Rescuers warned on Monday that hopes of finding survivors were dwindling after an avalanche triggered by the collapse of an Italian glacier during a heatwave killed at least six people.
Authorities said they didn’t know how many climbers were hit when the glacier gave way on Sunday on Marmolada, the highest peak in Italy’s Dolomites.
According to Trento provincial chief Maurizio Fugatti, ice and rocks thundered down the slope at 300 kilometers per hour.
On Monday, rescuers armed with thermal drones searched for body heat from potential survivors trapped in the ice, though hope was quickly fading.
The chances of finding survivors are “low to zero,” Giorgio Gajer, head of the region’s alpine rescue service, told news agency AGI.
The six bodies recovered so far were found “torn”, said rescuer Gino Comelli.
The disaster came a day after a record temperature of 10 degrees Celsius (50 degrees Fahrenheit) was recorded at the summit of the glacier, the largest in the Italian Alps.
The glacier has been weakened by decades of global warming, experts said.
Alpine Rescue spokeswoman Michela Canova told AFP that an “avalanche of snow, ice and rocks” hit an access route when there were several rope teams, “some of which were swept away”.
A spokesman for the province of Trento said people were still being reported missing.
Trento’s chief prosecutor Sandro Raimondi was quoted by Corriere della Sera as saying he feared the death toll “could double if not triple” based on the number of cars in the car park.
But Canova urged caution, saying the total number of climbers involved was “not yet known”. Eight people were injured.
– ‘Sea of Ice’ –
Bodies dug up from ice and rock were taken to the village of Canazei, where Italian Prime Minister Mario Draghi was expected later Monday.

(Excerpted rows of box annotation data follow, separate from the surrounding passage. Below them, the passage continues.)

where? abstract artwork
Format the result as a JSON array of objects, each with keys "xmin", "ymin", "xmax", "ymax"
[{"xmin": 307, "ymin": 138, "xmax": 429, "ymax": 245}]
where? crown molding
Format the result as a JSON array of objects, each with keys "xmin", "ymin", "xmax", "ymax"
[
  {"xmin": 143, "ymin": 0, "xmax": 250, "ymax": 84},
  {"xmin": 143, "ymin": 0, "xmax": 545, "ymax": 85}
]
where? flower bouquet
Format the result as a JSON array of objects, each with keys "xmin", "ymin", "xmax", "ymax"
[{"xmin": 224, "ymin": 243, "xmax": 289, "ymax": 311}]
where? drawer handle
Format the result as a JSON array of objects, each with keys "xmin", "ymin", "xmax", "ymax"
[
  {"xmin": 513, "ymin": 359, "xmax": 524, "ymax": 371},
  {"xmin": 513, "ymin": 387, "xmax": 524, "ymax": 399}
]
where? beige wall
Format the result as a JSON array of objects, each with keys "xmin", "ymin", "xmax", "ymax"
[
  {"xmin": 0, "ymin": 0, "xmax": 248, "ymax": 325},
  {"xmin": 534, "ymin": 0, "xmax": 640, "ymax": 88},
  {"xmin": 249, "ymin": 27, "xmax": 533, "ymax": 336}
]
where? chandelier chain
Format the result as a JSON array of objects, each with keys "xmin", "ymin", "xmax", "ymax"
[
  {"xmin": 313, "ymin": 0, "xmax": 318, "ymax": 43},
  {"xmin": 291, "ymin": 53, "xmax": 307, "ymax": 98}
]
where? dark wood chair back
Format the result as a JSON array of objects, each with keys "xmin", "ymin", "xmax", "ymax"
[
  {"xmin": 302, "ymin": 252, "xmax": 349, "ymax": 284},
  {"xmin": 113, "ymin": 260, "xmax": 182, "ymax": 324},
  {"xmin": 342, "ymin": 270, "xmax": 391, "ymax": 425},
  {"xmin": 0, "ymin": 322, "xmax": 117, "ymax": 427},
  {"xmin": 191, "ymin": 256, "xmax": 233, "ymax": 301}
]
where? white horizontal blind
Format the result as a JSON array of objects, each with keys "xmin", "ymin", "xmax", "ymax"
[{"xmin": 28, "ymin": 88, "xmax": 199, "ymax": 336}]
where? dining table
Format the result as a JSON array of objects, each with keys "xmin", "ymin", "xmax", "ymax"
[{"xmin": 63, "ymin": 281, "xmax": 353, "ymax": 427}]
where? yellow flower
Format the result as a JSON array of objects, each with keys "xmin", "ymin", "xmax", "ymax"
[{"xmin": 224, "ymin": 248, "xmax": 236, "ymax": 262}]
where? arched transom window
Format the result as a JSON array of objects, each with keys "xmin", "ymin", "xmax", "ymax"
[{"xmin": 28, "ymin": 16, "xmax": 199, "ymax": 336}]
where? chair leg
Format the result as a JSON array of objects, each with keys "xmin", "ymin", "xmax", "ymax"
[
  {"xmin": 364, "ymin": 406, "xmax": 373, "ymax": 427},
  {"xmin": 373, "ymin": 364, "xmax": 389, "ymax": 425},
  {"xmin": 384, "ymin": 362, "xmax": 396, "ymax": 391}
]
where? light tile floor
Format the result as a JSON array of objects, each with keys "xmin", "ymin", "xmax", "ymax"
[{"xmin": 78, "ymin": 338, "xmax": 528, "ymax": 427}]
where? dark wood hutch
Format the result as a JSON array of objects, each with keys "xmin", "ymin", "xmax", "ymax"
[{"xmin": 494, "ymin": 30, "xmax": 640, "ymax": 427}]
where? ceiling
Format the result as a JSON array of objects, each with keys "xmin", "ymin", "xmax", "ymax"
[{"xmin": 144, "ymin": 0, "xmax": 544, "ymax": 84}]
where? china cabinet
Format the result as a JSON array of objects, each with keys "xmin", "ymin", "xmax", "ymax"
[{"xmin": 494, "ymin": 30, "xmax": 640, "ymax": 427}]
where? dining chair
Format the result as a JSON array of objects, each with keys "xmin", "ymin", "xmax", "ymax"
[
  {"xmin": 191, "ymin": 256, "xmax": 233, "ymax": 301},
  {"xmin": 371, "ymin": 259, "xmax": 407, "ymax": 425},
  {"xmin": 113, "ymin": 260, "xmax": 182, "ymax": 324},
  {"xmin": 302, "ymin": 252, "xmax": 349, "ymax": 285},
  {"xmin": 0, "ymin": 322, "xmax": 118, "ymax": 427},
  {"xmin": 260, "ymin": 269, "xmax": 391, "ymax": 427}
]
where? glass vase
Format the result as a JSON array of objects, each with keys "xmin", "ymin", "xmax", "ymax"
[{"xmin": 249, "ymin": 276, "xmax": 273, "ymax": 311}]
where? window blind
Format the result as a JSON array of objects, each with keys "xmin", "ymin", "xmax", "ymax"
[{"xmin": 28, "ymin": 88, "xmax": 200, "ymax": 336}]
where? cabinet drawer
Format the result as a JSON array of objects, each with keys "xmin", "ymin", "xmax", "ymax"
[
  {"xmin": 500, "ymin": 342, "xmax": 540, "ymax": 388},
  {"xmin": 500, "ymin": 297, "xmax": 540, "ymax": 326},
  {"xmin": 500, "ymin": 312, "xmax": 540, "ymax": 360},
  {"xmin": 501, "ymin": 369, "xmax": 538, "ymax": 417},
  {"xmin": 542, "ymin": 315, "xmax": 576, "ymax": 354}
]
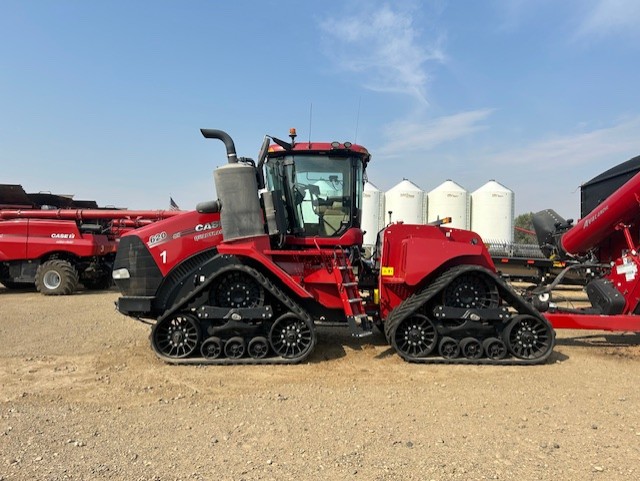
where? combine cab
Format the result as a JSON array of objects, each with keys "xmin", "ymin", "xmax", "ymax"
[{"xmin": 113, "ymin": 130, "xmax": 554, "ymax": 364}]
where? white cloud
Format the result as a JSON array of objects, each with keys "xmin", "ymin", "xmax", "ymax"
[
  {"xmin": 486, "ymin": 116, "xmax": 640, "ymax": 171},
  {"xmin": 376, "ymin": 109, "xmax": 493, "ymax": 158},
  {"xmin": 320, "ymin": 5, "xmax": 445, "ymax": 104},
  {"xmin": 577, "ymin": 0, "xmax": 640, "ymax": 37}
]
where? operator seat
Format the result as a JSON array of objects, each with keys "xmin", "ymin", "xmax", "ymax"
[{"xmin": 321, "ymin": 202, "xmax": 348, "ymax": 236}]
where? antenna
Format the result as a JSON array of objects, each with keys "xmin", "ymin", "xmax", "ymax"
[
  {"xmin": 309, "ymin": 102, "xmax": 313, "ymax": 148},
  {"xmin": 353, "ymin": 95, "xmax": 362, "ymax": 144}
]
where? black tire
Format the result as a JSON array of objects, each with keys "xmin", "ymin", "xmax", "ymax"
[
  {"xmin": 36, "ymin": 259, "xmax": 78, "ymax": 296},
  {"xmin": 503, "ymin": 314, "xmax": 555, "ymax": 360},
  {"xmin": 269, "ymin": 312, "xmax": 316, "ymax": 361},
  {"xmin": 391, "ymin": 314, "xmax": 438, "ymax": 361},
  {"xmin": 151, "ymin": 313, "xmax": 201, "ymax": 359}
]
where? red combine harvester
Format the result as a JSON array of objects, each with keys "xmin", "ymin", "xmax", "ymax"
[
  {"xmin": 0, "ymin": 204, "xmax": 179, "ymax": 295},
  {"xmin": 113, "ymin": 129, "xmax": 555, "ymax": 364},
  {"xmin": 532, "ymin": 159, "xmax": 640, "ymax": 332}
]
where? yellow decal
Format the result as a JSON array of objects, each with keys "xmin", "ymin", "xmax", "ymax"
[{"xmin": 380, "ymin": 267, "xmax": 393, "ymax": 277}]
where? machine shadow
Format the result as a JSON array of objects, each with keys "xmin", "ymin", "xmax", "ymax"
[{"xmin": 308, "ymin": 326, "xmax": 394, "ymax": 364}]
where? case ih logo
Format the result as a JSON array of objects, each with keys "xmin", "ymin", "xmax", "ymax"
[
  {"xmin": 147, "ymin": 231, "xmax": 167, "ymax": 247},
  {"xmin": 196, "ymin": 222, "xmax": 220, "ymax": 232}
]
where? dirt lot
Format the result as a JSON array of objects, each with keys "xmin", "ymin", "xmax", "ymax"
[{"xmin": 0, "ymin": 287, "xmax": 640, "ymax": 481}]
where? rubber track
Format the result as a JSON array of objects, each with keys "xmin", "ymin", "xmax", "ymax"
[
  {"xmin": 154, "ymin": 264, "xmax": 317, "ymax": 366},
  {"xmin": 384, "ymin": 265, "xmax": 555, "ymax": 366}
]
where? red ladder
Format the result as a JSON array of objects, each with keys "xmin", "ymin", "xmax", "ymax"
[{"xmin": 331, "ymin": 248, "xmax": 373, "ymax": 337}]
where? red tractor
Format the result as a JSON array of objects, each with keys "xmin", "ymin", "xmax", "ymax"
[
  {"xmin": 0, "ymin": 208, "xmax": 179, "ymax": 295},
  {"xmin": 113, "ymin": 129, "xmax": 555, "ymax": 364}
]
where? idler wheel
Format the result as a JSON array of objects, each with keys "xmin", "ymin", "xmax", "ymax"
[
  {"xmin": 460, "ymin": 337, "xmax": 482, "ymax": 359},
  {"xmin": 269, "ymin": 312, "xmax": 316, "ymax": 359},
  {"xmin": 482, "ymin": 337, "xmax": 507, "ymax": 361},
  {"xmin": 248, "ymin": 336, "xmax": 269, "ymax": 359},
  {"xmin": 224, "ymin": 336, "xmax": 245, "ymax": 359},
  {"xmin": 504, "ymin": 314, "xmax": 553, "ymax": 359},
  {"xmin": 200, "ymin": 336, "xmax": 222, "ymax": 359},
  {"xmin": 438, "ymin": 336, "xmax": 460, "ymax": 359},
  {"xmin": 391, "ymin": 314, "xmax": 438, "ymax": 360},
  {"xmin": 151, "ymin": 314, "xmax": 200, "ymax": 359}
]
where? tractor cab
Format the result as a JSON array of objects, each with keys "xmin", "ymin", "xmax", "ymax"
[{"xmin": 264, "ymin": 129, "xmax": 370, "ymax": 238}]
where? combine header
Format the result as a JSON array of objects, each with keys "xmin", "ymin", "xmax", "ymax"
[{"xmin": 0, "ymin": 199, "xmax": 180, "ymax": 295}]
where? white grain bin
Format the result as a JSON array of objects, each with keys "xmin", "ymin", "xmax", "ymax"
[
  {"xmin": 471, "ymin": 180, "xmax": 515, "ymax": 243},
  {"xmin": 427, "ymin": 180, "xmax": 471, "ymax": 229},
  {"xmin": 361, "ymin": 182, "xmax": 386, "ymax": 248},
  {"xmin": 384, "ymin": 179, "xmax": 426, "ymax": 224}
]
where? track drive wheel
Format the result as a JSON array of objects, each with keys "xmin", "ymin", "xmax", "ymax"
[
  {"xmin": 36, "ymin": 259, "xmax": 78, "ymax": 296},
  {"xmin": 391, "ymin": 314, "xmax": 438, "ymax": 361},
  {"xmin": 504, "ymin": 314, "xmax": 554, "ymax": 359},
  {"xmin": 151, "ymin": 313, "xmax": 200, "ymax": 359},
  {"xmin": 269, "ymin": 312, "xmax": 316, "ymax": 360},
  {"xmin": 210, "ymin": 271, "xmax": 264, "ymax": 308},
  {"xmin": 442, "ymin": 272, "xmax": 500, "ymax": 309}
]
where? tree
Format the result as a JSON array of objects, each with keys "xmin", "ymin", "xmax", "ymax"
[{"xmin": 513, "ymin": 212, "xmax": 538, "ymax": 244}]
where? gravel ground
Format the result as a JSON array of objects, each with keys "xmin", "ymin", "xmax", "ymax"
[{"xmin": 0, "ymin": 287, "xmax": 640, "ymax": 481}]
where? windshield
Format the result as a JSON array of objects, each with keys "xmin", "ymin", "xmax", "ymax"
[{"xmin": 266, "ymin": 155, "xmax": 362, "ymax": 237}]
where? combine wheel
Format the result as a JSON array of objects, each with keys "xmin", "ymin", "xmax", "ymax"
[
  {"xmin": 391, "ymin": 314, "xmax": 438, "ymax": 360},
  {"xmin": 460, "ymin": 337, "xmax": 483, "ymax": 359},
  {"xmin": 442, "ymin": 272, "xmax": 500, "ymax": 309},
  {"xmin": 438, "ymin": 336, "xmax": 460, "ymax": 359},
  {"xmin": 269, "ymin": 312, "xmax": 316, "ymax": 359},
  {"xmin": 482, "ymin": 337, "xmax": 507, "ymax": 361},
  {"xmin": 504, "ymin": 314, "xmax": 553, "ymax": 359},
  {"xmin": 224, "ymin": 336, "xmax": 245, "ymax": 359},
  {"xmin": 151, "ymin": 314, "xmax": 200, "ymax": 359},
  {"xmin": 248, "ymin": 336, "xmax": 269, "ymax": 359},
  {"xmin": 200, "ymin": 336, "xmax": 222, "ymax": 359},
  {"xmin": 36, "ymin": 259, "xmax": 78, "ymax": 296},
  {"xmin": 210, "ymin": 271, "xmax": 264, "ymax": 308}
]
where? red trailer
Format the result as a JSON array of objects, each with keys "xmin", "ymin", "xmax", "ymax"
[{"xmin": 533, "ymin": 163, "xmax": 640, "ymax": 332}]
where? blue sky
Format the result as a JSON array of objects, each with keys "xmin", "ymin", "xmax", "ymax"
[{"xmin": 0, "ymin": 0, "xmax": 640, "ymax": 217}]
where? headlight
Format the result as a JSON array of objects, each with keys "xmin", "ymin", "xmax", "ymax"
[{"xmin": 111, "ymin": 267, "xmax": 131, "ymax": 280}]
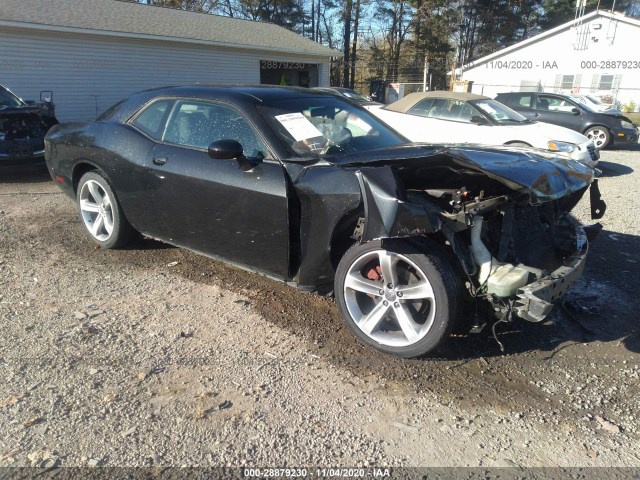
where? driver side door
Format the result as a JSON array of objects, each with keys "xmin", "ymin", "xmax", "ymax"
[{"xmin": 135, "ymin": 99, "xmax": 289, "ymax": 278}]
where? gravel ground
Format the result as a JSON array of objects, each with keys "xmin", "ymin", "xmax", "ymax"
[{"xmin": 0, "ymin": 149, "xmax": 640, "ymax": 467}]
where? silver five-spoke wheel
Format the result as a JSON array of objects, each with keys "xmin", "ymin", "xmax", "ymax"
[
  {"xmin": 335, "ymin": 239, "xmax": 462, "ymax": 357},
  {"xmin": 76, "ymin": 170, "xmax": 133, "ymax": 248},
  {"xmin": 584, "ymin": 125, "xmax": 611, "ymax": 150},
  {"xmin": 80, "ymin": 180, "xmax": 113, "ymax": 242},
  {"xmin": 344, "ymin": 250, "xmax": 436, "ymax": 347}
]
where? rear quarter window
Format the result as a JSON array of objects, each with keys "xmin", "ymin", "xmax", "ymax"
[{"xmin": 131, "ymin": 100, "xmax": 173, "ymax": 140}]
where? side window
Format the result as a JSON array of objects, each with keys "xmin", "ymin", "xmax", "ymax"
[
  {"xmin": 407, "ymin": 98, "xmax": 433, "ymax": 117},
  {"xmin": 538, "ymin": 95, "xmax": 576, "ymax": 113},
  {"xmin": 131, "ymin": 100, "xmax": 172, "ymax": 140},
  {"xmin": 513, "ymin": 95, "xmax": 533, "ymax": 108},
  {"xmin": 496, "ymin": 94, "xmax": 533, "ymax": 109},
  {"xmin": 163, "ymin": 100, "xmax": 269, "ymax": 158},
  {"xmin": 428, "ymin": 98, "xmax": 473, "ymax": 122}
]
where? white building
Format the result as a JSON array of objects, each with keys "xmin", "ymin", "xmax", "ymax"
[
  {"xmin": 0, "ymin": 0, "xmax": 340, "ymax": 122},
  {"xmin": 462, "ymin": 11, "xmax": 640, "ymax": 106}
]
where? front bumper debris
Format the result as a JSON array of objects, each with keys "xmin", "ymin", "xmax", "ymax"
[{"xmin": 514, "ymin": 226, "xmax": 589, "ymax": 322}]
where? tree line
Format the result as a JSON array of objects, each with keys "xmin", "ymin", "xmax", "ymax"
[{"xmin": 135, "ymin": 0, "xmax": 640, "ymax": 90}]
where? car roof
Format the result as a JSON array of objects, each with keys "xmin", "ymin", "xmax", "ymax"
[
  {"xmin": 144, "ymin": 83, "xmax": 336, "ymax": 101},
  {"xmin": 385, "ymin": 90, "xmax": 490, "ymax": 112}
]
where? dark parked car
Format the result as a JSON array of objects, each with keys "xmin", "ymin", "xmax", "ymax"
[
  {"xmin": 496, "ymin": 92, "xmax": 638, "ymax": 149},
  {"xmin": 0, "ymin": 85, "xmax": 58, "ymax": 170},
  {"xmin": 45, "ymin": 86, "xmax": 604, "ymax": 357},
  {"xmin": 313, "ymin": 87, "xmax": 384, "ymax": 106}
]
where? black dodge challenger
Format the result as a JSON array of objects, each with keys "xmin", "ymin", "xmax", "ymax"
[{"xmin": 45, "ymin": 85, "xmax": 605, "ymax": 357}]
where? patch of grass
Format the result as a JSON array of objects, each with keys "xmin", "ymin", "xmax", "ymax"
[{"xmin": 622, "ymin": 112, "xmax": 640, "ymax": 127}]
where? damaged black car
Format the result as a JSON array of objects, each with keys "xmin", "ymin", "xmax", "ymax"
[
  {"xmin": 45, "ymin": 86, "xmax": 605, "ymax": 357},
  {"xmin": 0, "ymin": 85, "xmax": 58, "ymax": 171}
]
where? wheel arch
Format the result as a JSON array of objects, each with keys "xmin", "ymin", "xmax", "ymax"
[
  {"xmin": 71, "ymin": 160, "xmax": 101, "ymax": 196},
  {"xmin": 582, "ymin": 123, "xmax": 615, "ymax": 147}
]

Helicopters and sniffer dogs were withdrawn as night fell and the glacier was feared it could still be unstable.
“It’s difficult for rescuers in a dangerous situation,” Canazei Mayor Giovanni Bernard told AFP.
Images of the avalanche, filmed from a nearby shelter, show snow and rocks cascading down the slopes of the mountain.
“It’s a miracle that we’re alive,” Stefano Dal Moro, an engineer who was traveling with his Israeli partner, told Corriere della Sera.
“There was a thump, then this sea of ice came down. There’s no point in running, you can only pray it doesn’t get in your way.
“We crouched and hugged tightly as the ice rolled by.”
– Heat ‘Beyond Normal’ –
Massimo Frezzotti, a science professor at Roma Tre University, told AFP the collapse was caused by unusually warm weather linked to global warming, with rainfall falling by 40 to 50 percent during a dry winter.
“Current glacier conditions correspond to mid-August, not early July,” he said.
Glacier specialist Renato Colucci told AGI that the phenomenon would “certainly repeat itself” because “high-altitude temperatures in the Alps have been well above normal for weeks”.
The recent warm temperatures have produced a large amount of water from the melting glacier, which has pooled at the bottom of the ice block and caused it to collapse, he added.
The Trento Public Prosecutor’s Office has launched an investigation to determine the causes of the tragedy.
According to a March report by the United Nations Intergovernmental Panel on Climate Change (IPCC), melting ice and snow is one of the top ten threats caused by global warming, disrupting ecosystems and infrastructure.
According to the IPCC, glaciers in Scandinavia, Central Europe and the Caucasus could lose between 60 and 80 percent of their mass by the end of the century.